Edward Said says that 'Every empire tells itself and the world
that it is unlike all other empires'. The American empire drinks from
the same well of arrogance. It lives under the illusion that technology
will save us all as long as they control and profit from it. They don't
see as empires before them didn't see, that their superior view of themselves
is the nail in the coffin they didn't think was coming.Transformers is a
story of American arrogance and superiority, a story filled with propaganda
that is selling the image of the great narcissist; I am right and they
are all wrong. It’s keeping everything controlled so the
corporations that sponsor it and the American military that consults for it, will
get the brain-washed zombies they need to maintain their own existences.
Some fascinating threads that
do weave through Transformers lie in the area of artificial intelligence.
An area of study that asks, "What
does it mean to be alive?" “Can
metal under the right technological circumstances feel pain and or suffering?"
“The question within the context of the
story is; are Transformers living beings? Certainly with their
miraculous capability to change shape as complicated mechanisms, does support
that they are intelligent beings with state of the art technological abilities,
but are they alive, can they die or do they just stop working?
Our machines are heading toward,
and in some cases arrived, becoming thinking things that operate under their
own decision making processes. Robots exist in the real world, thinking
machines that, as they evolve, will become weapons. Drones are manned by
soldiers on military bases so they are not quite autonomous yet, but they soon
will be as the technology advances to the point of robot self-awareness.
Where will their morality come from in the real world, where will their views
on good and evil reside?
Optimus Prime has always maintained a moral responsibility. Kant has stated that if we are going to follow what is right then we should do so universally, in all cases. The Autobots and the Decepticons have been fighting like the Christians and the Muslims for years. They have been fighting so long that I’m sure most can’t even remember what they are really fighting for; they are just fighting for the sack of fearing the Other. Megatron is the fascist that Optimus Prime feels he needs to keep at bay.

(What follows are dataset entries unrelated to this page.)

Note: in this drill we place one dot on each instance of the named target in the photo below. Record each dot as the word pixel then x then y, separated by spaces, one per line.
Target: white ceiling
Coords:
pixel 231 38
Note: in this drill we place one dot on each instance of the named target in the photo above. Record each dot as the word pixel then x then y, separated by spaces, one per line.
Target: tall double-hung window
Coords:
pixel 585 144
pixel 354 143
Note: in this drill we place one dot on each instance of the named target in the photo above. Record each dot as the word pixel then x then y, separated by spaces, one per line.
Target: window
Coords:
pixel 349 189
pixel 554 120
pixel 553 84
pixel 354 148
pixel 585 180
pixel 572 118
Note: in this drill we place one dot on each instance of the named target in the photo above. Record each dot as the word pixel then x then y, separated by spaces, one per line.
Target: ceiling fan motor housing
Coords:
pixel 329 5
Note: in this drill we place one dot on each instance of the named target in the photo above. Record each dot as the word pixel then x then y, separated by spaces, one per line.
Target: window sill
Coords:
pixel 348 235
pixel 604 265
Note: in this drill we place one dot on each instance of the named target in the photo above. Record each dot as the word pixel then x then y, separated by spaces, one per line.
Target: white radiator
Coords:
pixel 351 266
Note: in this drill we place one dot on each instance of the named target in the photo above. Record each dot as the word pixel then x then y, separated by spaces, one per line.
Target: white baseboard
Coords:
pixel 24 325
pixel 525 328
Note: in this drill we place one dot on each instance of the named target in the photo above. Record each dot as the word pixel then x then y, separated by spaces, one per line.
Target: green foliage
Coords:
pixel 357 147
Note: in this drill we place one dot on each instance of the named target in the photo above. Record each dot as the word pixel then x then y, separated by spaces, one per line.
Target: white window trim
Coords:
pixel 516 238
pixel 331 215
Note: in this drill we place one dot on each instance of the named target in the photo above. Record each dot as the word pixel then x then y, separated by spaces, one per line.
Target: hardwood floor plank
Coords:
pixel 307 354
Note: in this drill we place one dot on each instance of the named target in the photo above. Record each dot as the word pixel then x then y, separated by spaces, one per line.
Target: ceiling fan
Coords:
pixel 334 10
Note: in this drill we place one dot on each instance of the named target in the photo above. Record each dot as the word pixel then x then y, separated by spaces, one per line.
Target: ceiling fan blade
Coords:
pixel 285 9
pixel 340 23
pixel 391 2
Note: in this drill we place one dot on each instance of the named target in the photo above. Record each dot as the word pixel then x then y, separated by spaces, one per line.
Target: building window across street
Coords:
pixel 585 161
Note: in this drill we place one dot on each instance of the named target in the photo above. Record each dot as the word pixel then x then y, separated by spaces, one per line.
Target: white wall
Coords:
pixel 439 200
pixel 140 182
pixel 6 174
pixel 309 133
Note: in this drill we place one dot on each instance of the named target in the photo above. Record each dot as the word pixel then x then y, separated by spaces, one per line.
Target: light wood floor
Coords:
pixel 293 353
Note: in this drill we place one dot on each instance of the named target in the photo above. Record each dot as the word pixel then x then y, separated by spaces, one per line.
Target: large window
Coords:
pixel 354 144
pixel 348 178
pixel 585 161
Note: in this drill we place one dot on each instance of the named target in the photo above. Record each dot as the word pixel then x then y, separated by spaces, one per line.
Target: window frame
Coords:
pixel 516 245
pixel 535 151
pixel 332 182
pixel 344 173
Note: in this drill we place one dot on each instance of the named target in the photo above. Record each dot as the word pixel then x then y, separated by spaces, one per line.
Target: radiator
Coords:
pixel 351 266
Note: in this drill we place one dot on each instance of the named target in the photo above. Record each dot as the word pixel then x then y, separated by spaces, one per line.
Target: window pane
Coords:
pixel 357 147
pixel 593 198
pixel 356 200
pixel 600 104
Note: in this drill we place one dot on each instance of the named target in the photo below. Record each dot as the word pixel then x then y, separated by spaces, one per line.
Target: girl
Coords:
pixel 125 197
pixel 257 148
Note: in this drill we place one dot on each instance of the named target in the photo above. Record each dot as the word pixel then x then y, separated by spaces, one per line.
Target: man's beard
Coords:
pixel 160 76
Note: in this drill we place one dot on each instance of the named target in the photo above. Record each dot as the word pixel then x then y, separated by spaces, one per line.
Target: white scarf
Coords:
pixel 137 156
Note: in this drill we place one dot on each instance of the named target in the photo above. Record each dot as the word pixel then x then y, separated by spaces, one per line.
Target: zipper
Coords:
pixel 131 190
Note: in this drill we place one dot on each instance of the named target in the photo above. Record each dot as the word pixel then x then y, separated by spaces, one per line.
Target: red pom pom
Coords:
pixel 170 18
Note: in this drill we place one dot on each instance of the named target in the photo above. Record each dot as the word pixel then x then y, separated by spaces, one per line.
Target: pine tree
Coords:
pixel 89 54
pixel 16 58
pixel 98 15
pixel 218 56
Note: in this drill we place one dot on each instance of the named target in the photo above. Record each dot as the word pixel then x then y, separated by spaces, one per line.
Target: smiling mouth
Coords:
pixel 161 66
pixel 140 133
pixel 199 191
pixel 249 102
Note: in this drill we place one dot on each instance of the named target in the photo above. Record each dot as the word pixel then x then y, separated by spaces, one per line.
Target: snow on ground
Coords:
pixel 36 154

The end of Age of Extinction was
quite similar in scope and insanity as the first three; it was loud and
unrelenting with very little pay-off. The Dinobots team up with the Autobots
to save the day. Like the corporate slogan in the movie; the past is history, the present is
past and the future is now, spells a sad day yet again where this form of
Americana sludge can be shilled out to millions of viewers. The corporate
program is well in affect; keep
purchasing to define your life and remain subordinate to those that rule over
us all. The Decepticons
are the corporation, they are the government and we are the Autobots that fantasize about freedom but when we leave the
theatre we remain in chains, unable to transform our way out of it.
“The sad thing about artificial
intelligence is that it lacks artifice and therefore intelligence.”